Sextus empiricus outlines of pyrrhonism online

This is the greatest piece of Retroductive reasoning ever performed." – C. The overall process involves making conjectures (hypotheses), deriving predictions from them as logical consequences, and then carrying out experiments based on those predictions to determine whether the original conjecture was correct. The question can refer to the explanation of a specific observation, as in "Why is the sky blue?", but can also be open-ended, as in "How can I design a drug to cure this particular disease?" This stage frequently involves looking up and evaluating evidence from previous experiments, personal scientific observations or assertions, and/or the work of other scientists.

The overall process of the scientific method involves making conjectures (hypotheses), deriving predictions from them as logical consequences, and then carrying out experiments based on those predictions.

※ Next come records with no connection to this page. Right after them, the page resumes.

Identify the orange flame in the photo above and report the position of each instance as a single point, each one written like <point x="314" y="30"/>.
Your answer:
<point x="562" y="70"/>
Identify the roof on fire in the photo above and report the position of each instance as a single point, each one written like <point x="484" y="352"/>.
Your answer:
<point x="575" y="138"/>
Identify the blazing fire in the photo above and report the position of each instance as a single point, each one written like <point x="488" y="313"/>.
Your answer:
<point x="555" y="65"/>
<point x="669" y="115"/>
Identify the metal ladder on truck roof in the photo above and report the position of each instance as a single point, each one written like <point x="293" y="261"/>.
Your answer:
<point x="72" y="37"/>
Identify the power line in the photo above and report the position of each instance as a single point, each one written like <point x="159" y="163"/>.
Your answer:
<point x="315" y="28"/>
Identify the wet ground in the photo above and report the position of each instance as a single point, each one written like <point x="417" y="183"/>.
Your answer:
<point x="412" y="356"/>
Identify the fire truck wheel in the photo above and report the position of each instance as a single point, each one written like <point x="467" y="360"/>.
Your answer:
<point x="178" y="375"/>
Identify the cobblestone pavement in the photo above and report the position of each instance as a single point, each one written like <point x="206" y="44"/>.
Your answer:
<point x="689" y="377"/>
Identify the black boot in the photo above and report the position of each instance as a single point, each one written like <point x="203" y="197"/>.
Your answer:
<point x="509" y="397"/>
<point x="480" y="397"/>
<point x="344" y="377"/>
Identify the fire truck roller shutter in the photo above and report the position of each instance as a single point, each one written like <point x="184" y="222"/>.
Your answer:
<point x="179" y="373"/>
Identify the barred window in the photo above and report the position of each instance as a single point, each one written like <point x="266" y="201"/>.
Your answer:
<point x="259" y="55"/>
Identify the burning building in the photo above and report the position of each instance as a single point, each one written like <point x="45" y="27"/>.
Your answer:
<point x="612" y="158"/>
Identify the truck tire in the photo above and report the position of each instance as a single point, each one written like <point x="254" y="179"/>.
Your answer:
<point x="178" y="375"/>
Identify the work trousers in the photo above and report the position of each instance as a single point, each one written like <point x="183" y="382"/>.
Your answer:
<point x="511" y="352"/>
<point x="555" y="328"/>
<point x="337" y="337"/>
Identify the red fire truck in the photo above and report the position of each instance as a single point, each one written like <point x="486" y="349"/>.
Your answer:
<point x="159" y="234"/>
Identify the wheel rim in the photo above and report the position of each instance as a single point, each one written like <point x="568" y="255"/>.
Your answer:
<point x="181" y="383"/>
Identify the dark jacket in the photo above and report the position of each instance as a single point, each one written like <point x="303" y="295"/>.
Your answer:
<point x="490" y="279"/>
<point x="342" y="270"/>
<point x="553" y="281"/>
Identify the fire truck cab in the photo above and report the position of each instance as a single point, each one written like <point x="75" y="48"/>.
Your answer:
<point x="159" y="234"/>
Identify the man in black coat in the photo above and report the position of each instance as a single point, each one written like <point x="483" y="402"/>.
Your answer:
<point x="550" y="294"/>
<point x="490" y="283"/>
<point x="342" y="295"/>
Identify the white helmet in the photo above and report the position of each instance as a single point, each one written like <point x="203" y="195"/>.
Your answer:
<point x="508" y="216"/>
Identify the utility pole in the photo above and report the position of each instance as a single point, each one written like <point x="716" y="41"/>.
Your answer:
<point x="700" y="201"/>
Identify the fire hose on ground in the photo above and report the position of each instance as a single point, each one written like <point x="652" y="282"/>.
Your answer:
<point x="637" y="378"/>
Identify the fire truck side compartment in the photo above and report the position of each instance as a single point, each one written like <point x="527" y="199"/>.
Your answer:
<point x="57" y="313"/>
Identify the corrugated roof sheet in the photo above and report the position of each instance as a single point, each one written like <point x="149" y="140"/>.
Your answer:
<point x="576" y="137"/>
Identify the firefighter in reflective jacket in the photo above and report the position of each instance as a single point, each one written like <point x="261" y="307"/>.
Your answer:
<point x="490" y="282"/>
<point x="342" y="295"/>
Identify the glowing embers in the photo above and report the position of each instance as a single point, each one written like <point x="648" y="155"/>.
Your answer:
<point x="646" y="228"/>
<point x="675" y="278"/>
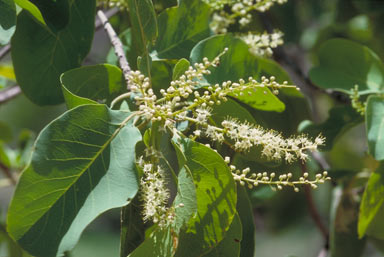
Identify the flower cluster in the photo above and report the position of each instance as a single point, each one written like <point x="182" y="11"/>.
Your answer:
<point x="355" y="101"/>
<point x="244" y="177"/>
<point x="121" y="4"/>
<point x="262" y="44"/>
<point x="240" y="10"/>
<point x="155" y="195"/>
<point x="188" y="98"/>
<point x="274" y="146"/>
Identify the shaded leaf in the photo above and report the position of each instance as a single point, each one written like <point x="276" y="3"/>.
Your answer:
<point x="344" y="241"/>
<point x="144" y="23"/>
<point x="180" y="28"/>
<point x="92" y="84"/>
<point x="132" y="228"/>
<point x="7" y="20"/>
<point x="244" y="209"/>
<point x="32" y="9"/>
<point x="374" y="123"/>
<point x="230" y="245"/>
<point x="372" y="206"/>
<point x="161" y="243"/>
<point x="54" y="12"/>
<point x="344" y="64"/>
<point x="237" y="63"/>
<point x="216" y="199"/>
<point x="340" y="120"/>
<point x="40" y="56"/>
<point x="83" y="165"/>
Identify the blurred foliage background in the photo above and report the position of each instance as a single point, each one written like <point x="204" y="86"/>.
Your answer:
<point x="283" y="224"/>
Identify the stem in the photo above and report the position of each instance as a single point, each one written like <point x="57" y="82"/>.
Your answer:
<point x="7" y="173"/>
<point x="11" y="92"/>
<point x="5" y="50"/>
<point x="312" y="208"/>
<point x="117" y="46"/>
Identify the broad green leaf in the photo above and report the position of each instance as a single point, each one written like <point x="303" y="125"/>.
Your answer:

A hypothesis is a conjecture, based on knowledge obtained while formulating the question.

The hypothesis might be very specific or it might be broad.

Scientists then test hypotheses by conducting experiments.

Under modern interpretations, a scientific hypothesis must be falsifiable, implying that it is possible to identify a possible outcome of an experiment that conflicts with predictions deduced from the hypothesis; otherwise, the hypothesis cannot be meaningfully tested.

Experiments can take place in a college lab, on a kitchen table, at CERN's Large Hadron Collider, at the bottom of an ocean, on Mars, and so on.

There are difficulties in a formulaic statement of method, however.

Though the scientific method is often presented as a fixed sequence of steps, it represents rather a set of general principles. "Kepler shows his keen logical sense in detailing the whole process by which he finally arrived at the true orbit. 1896, on Kepler's reasoning through explanatory hypotheses formulated in the 20th century, although it has undergone significant revision since first proposed (for a more formal discussion, see below).

The Oxford Dictionaries Online define the scientific method as "a method or procedure that has characterized natural science since the 17th century, consisting in systematic observation, measurement, and experiment, and the formulation, testing, and modification of hypotheses".

The scientific method is an ongoing process, which usually begins with observations about the natural world.

Human beings are naturally inquisitive, so they often come up with questions about things they see or hear and often develop ideas (hypotheses) about why things are the way they are.